America will, “if necessary, to do this alone,” but hopes “to do this together with you, our friends here in Europe.”
He challenged the allies to wake up and join in defending “a great civilization that has every reason to be proud of its history, confident of its future, and aims to always be the master of its own economic and political destiny.”
Emphasizing our connections “not just economically, not just militarily,” but “spiritually” and “culturally,” he insisted: “We want Europe to be strong.”
Then he listed off all the ways the West has instead chosen decline, from deindustrialization — a “voluntary transformation of our economy that left us dependent on others for our needs and dangerously vulnerable to crisis” — to allowing mass migrations that are “transforming and destabilizing societies all across the West.”
Our allies can still choose otherwise: “What has ailed our societies is not just a set of bad policies but a malaise of hopelessness and complacency.”
Let us choose to be an alliance “that boldly races into the future,” knowing “the only fear we have is the fear of the shame of not leaving our nations prouder, stronger, and wealthier for our children.”
We can build a grand future, “advancing our mutual interests and new frontiers, unshackling our ingenuity, our creativity, and the dynamic spirit to build a new Western century.”
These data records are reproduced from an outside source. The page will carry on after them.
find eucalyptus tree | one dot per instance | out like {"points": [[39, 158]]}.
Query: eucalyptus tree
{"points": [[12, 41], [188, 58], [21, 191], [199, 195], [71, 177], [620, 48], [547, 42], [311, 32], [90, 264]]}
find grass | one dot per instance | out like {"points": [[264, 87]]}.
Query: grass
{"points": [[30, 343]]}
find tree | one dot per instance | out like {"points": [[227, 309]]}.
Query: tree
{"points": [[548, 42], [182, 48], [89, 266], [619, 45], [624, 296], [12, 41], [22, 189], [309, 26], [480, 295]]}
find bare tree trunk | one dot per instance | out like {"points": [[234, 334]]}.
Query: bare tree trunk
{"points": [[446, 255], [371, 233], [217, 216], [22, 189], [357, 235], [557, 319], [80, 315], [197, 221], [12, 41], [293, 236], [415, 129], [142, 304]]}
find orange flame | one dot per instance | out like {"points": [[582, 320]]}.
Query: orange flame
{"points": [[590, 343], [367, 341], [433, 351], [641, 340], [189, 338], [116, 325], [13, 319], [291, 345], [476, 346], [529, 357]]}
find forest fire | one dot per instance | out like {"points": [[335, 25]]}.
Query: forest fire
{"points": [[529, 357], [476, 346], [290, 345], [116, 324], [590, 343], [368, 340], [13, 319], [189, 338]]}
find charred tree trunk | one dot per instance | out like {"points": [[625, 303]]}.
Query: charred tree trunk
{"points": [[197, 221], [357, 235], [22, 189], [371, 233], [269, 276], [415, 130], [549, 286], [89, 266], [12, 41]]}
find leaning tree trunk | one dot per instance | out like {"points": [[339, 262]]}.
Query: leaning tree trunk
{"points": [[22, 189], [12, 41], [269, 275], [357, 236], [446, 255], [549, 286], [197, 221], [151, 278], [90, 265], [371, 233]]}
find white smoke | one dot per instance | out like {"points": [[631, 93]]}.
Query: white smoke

In a speech that celebrated the glories of Western civilization and the tremendous victories of the trans-Atlantic alliance, he finished by looking forward: “We should be proud of what we achieved together in the last century, but now we must confront and embrace the opportunities of a new one — because yesterday is over, the future is inevitable, and our destiny together awaits.”
He didn’t drop the mic, but he should’ve: Rubio took every gripe our allies have with Team Trump — and indeed with the US role in world affairs for the last half-century — and flipped the script to show how what Western elites imagine to be progress is actually a suicidal rejection of our civilization’s great strengths.
No single speech can heal divisions that grew up over decades, but Rubio delivered a devastating rebuttal to the complacent European conceit that America is the one rejecting the fundamentals of our alliance.
His remarks visibly scored with an audience that had earlier applauded Gov. Gavin Newsom and Rep. Alexandria Ocasio-Cortez for using the Munich stage to criticize the United States.
Rubio’s vision, that is, is not just principled, but persuasive; we pray it proves persuasive enough.